Course Description

Welcome to "Solar Energy: Photovoltaic (PV) Energy Conversion," an enlightening journey into the world of solar technology! This introductory course, offered by DelftX, is the first in the Solar Energy program and provides a comprehensive exploration of the technology that transforms sunlight into electricity. As we face global challenges like climate change and energy access, solar energy emerges as a beacon of hope, offering the potential for significant CO2 emission reductions at competitive costs.

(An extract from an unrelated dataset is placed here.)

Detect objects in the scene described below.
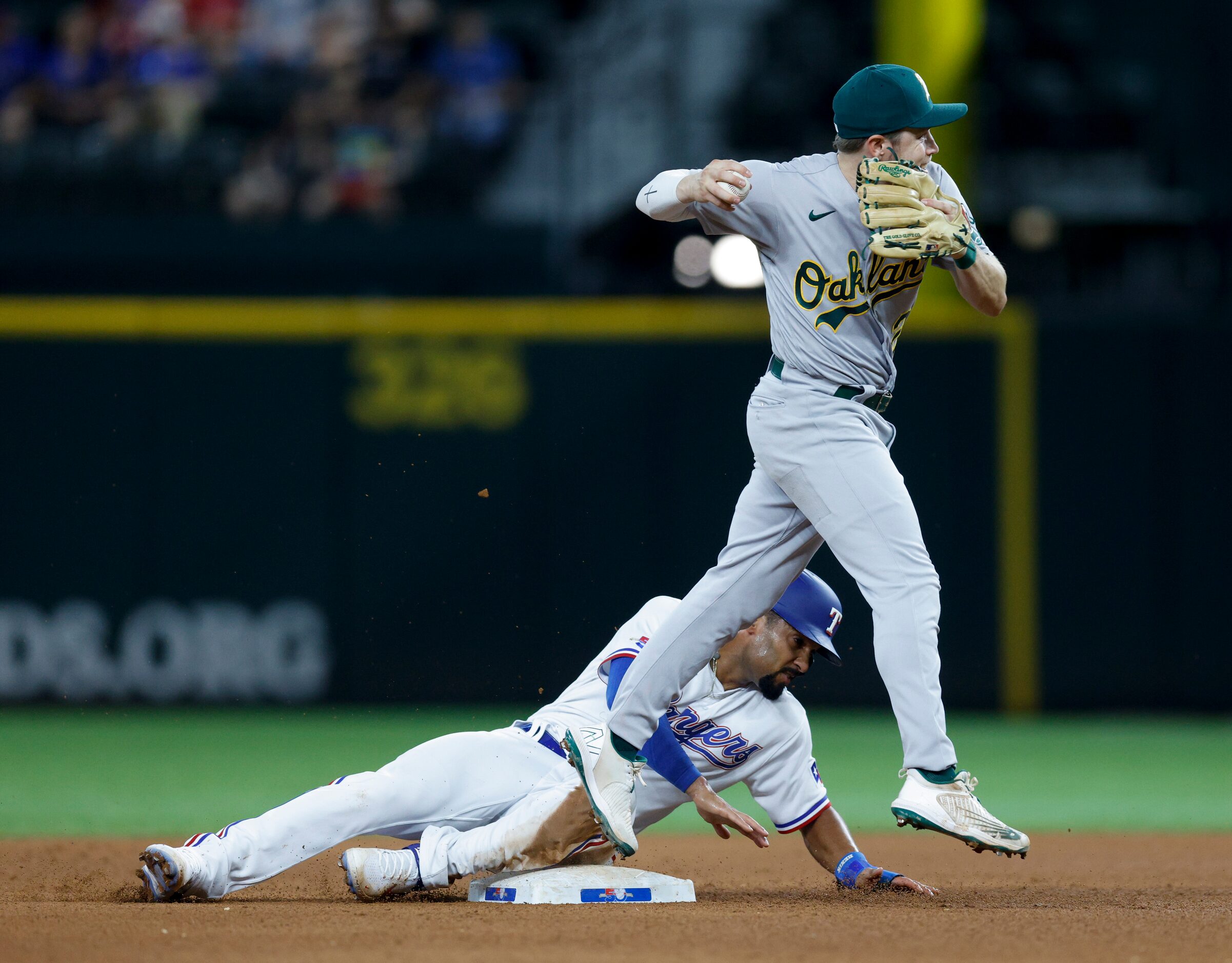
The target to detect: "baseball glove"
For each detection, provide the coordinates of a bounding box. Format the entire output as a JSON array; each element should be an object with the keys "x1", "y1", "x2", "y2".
[{"x1": 856, "y1": 157, "x2": 971, "y2": 260}]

In this course, you'll delve into the fascinating realm of photovoltaic energy conversion, understanding its role in sustainable development and rural electrification. You'll explore the solar spectrum, unravel the physics behind PV energy conversion, and learn about the intricate design principles of solar cells. By the end of this course, you'll have a solid foundation in solar energy technology and its applications, positioning you at the forefront of the renewable energy revolution.

What You Will Learn

• The crucial role of solar energy in the global energy transition and climate change mitigation
• How solar energy contributes to rural electrification in underserved areas
• Key metrics for evaluating solar energy systems: performance, costs, reliability, and circularity
• The physics of light and its interaction with matter
• Fundamental semiconductor properties essential for photovoltaic energy conversion
• Opto-electrical design rules for efficient solar cells
• Comparative analysis of solar energy with other renewable electricity generation technologies

Prerequisites

While this is an introductory-level course, a basic knowledge of physics is recommended to fully grasp the concepts presented. No prior experience in solar energy or engineering is required, making it accessible to learners from various backgrounds who are passionate about sustainable energy solutions.

Course Topics

• Introduction to solar energy and its global impact
• The solar spectrum and irradiance on Earth
• Principles of photovoltaic energy conversion using semiconductor materials
• Light excitation of charge carriers, transport, separation, and collection
• Physics of light-matter interaction
• Optical and electrical design rules for solar cells
• Equivalent electrical circuit of a solar cell
• Performance parameters of solar cells
• Solar energy's role in CO2 emission reduction and cost-effectiveness
• Comparison of solar energy with other renewable technologies

Who This Course Is For

• Engineering students interested in renewable energy
• Professionals looking to transition into the solar energy sector
• Policymakers and urban planners focused on sustainable development
• Environmental enthusiasts eager to understand clean energy technologies
• Anyone curious about the science behind solar power and its global impact

Real-World Applications

• Designing and optimizing solar energy systems for residential or commercial use
• Contributing to renewable energy projects and initiatives
• Advising on energy policies and sustainable development strategies
• Evaluating the feasibility and efficiency of solar installations
• Educating others about the benefits and technology of solar energy
• Participating in research and development of advanced solar cell technologies
• Making informed decisions about personal or organizational energy choices

Syllabus

By enrolling in this course, you're not just learning about solar energy – you're becoming part of the solution to some of the world's most pressing energy challenges. Join us in this illuminating journey towards a brighter, more sustainable future powered by the sun!